Per MEDDEV 2.7.1 Rev 4 Annex A10 (CER release checklist), the CER must be verifiable as complete and self-consistent by a third party. A reviewer who does not have access to R-TF-025-007 must still be able to understand: what the summative evaluation tested, who participated, what the results were (including use errors and close calls), and what safety conclusions were reached.
The fix for Item 4 must therefore include two actions, not one:
- Update the CEP to past tense (already planned — minor fix).

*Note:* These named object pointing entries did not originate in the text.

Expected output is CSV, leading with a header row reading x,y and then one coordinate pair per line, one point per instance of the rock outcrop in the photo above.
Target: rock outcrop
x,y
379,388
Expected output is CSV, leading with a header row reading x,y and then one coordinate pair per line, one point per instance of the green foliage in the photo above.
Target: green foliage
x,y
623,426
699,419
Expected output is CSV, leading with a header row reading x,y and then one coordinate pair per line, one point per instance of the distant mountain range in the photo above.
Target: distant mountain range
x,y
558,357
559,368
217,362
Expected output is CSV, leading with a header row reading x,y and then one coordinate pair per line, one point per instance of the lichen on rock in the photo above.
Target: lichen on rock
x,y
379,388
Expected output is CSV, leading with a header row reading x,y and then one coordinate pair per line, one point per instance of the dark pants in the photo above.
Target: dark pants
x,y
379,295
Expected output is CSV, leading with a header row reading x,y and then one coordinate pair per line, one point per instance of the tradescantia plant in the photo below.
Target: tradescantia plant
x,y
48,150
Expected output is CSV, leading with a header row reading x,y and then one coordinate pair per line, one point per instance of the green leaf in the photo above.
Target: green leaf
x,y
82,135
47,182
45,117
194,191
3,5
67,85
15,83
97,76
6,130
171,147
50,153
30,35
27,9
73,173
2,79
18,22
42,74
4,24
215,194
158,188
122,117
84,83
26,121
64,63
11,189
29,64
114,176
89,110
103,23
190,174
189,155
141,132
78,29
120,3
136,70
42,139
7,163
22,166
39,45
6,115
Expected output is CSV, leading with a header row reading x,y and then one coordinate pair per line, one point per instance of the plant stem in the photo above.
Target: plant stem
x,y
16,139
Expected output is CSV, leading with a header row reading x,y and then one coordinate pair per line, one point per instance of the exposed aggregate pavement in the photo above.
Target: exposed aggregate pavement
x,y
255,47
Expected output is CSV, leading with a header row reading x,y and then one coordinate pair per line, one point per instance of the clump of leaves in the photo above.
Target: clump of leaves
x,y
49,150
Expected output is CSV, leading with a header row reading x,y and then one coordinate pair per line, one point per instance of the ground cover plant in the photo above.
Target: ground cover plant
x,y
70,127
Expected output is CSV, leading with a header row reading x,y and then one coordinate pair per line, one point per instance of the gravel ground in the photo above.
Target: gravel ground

- Add a prose summary to the CER's safety analysis section that covers the summative evaluation methodology, participants, critical tasks, results, and conclusions — making the CER standalone with respect to usability.
The MRMC framing does NOT apply to usability
Nick's statement that MRMC studies are not clinical data specifically applies to simulated clinical performance studies (e.g., showing doctors images and asking them to diagnose with/without the device). The summative usability evaluation is different in nature: it is a usability validation study, not a performance study. It tests whether users can use the device safely and effectively, not whether the device diagnoses correctly.
This distinction must be explicit in the response. The summative evaluation is not being presented as clinical evidence of device performance — it is presented as usability validation evidence per GSPR 5 and IEC 62366-1:2015 § 5.9. These are separate regulatory obligations with different evidence standards.
Consistency requirement: usability → IFU → risk management
Per MEDDEV Annex A10 and MDCG 2020-13 Section G, BSI will verify consistency across three documents:
- Usability evaluation results (R-TF-025-007): 1 use error, 3 close calls, 2 use difficulties. Q4 result: 27.8% of HCPs could not correctly identify the device as non-diagnostic.
- IFU warnings and limitations: Must reflect these findings quantitatively. If 27.8% of HCPs misunderstand the intended use, the IFU's non-diagnostic disclaimer must be prominent and reinforced — and BSI will check that it is.
- Risk management record (R-TF-028-011, AI-RISK-021): Residual usability risk must be communicated to users, and the IFU section where it is communicated must be cited in the risk assessment.
Technical Review N2 must be resolved before Item 4's response is finalised: N2 adds the RCA and residual risk assessment for the use errors identified in the summative evaluation. Without N2's fix, the risk management record (relevant to MDCG 2020-13 Section G) remains incomplete, and BSI will flag the inconsistency between the usability findings and the risk assessment.